There is very little true violet extract upon the market, as the oil is so difficult to obtain, and tons of violet waters and extracts are annually manufactured which have not a drop of real violet extract in them, but are made of orris root. Fictitious extract of violet is easily made at home.


Take of florentine orris root ( coarsely powdered), one and one-half pounds ; rectified spirits, one imperial quart ; let it stand for a fortnight. If possible, the orris root should be put under powerful pressure to obtain the full amount of perfume which it contains. It must be filtered several times. Filtering paper is easily obtained at a druggists.

PERFUMES There is no such thing as heliotrope odor made from the flower. All so-called heliotrope extracts and waters are produced from the vanilla bean as a basis.

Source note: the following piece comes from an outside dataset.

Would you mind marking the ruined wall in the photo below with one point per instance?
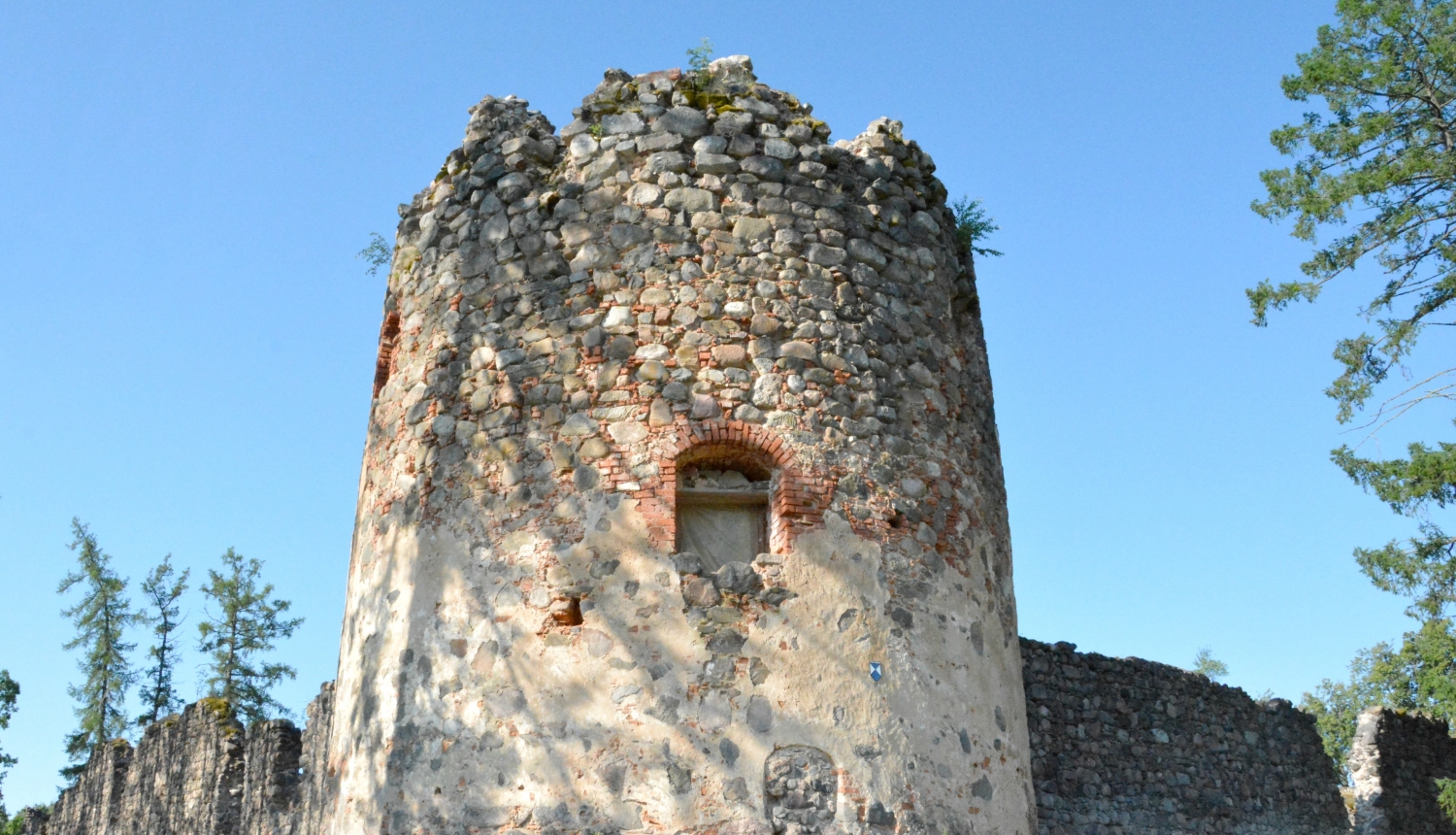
(1150, 748)
(198, 773)
(1395, 761)
(687, 274)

Potpourri of rose leaves may be prepared according to the following directions : Gather the rose petals early in the day, as soon as the dew is dried from them. When half a peck is collected, pack down in a jar or bowl, with alternate layers of fine table salt. Cover the vessel with a top or plate that fits closely. Every twentyfour hours remove the cover from the jar and stir the contents up well from the bottom. This should be done each day for a week, at the end of which time three ounces of allspice may be added. Mix and stir the mass each morning for three days more, adding every day a quarter of an ounce each of allspice and ground cinnamon. Turn the potpourri into the ornamental jar in which it is to be kept, and stir into it the following ingredients, all coarsely powdered : One ounce each of cloves, cinnamon, nutmeg, mace, allspice, orange peel, lemon peel, anise seed and root. To the mixture may now be added six grains of oil of rose geranium, of lavender, rosemary and any other essential oil that is liked. The potpourri must be allowed to stand for a month to ripen after it is made.Except when the jar is opened to allow the odor to perfume the house, it must always be kept tightly closed.


Some of us, in these days of artificial musk and suffocating rose, who have stifled in theater and have been overcome in cable cars and restaurants by the heaviness, have fervently wished the promiscuous use of these powerful, enervating and sometimes nauseating odors, might be restricted to the boudoirs and drawing rooms whose queens elect to vulgarize all their surroundings by this and kindred extravagance.

Fastidious women (with here and there an exception) are as delicately refined in their selection of sweet odors as in every other personal appointment. A high-bred woman does not associate herself with musk or patchouly. She may select the most delicate of violet extracts, and so assimilate her personality with the flower as always to recall it, or her linen may be fragrant with the faintest odor of florentine orris. The shadow of the clear pungent lavender may precede her, but the most sensitive and refined women shrink intuitively from the odors that attract the parvenu.

Few people outside the scientific world know the hygienic value as well as the danger lurking in flower scents. The effect of musk, rose saffron and almond flowers is al most hypnotic to some sensitive organizations. To others the heavy odors are like strains of sensuous music and in their results the reverse of elevating. Hysteria is inevitably aggravated and frequently caused by the odor of musk, and the use of this perfume should be forbidden delicate girls and woman.

On the other hand, the effect of the odors yielded by the balsams of Peru and Mecca, benzoin tolu, cascarilla and cinnamon are tonic and invigorating. The perfumes possessing real antiseptic qualities are numerous, and it is an acknowledged fact that until the Egyptians abandoned the practice of purifying the houses of the sick and embalming the dead by the use of aromatic and resinous gums, such as storax, myrrh, cedar, origanum, etc., the terrible pestilence never laid the Nile country waste.

It is said that the following aromatic essences will kill bacteria germs in typhoid: Clove, verveine, thyme, sandal, cedar, ceylon, cinnamon, camomile, anise; and lavender water, according to Monin, the great French hygienist, will, if used freely by the attendants, greatly lessen the danger of contracting contagious maladies.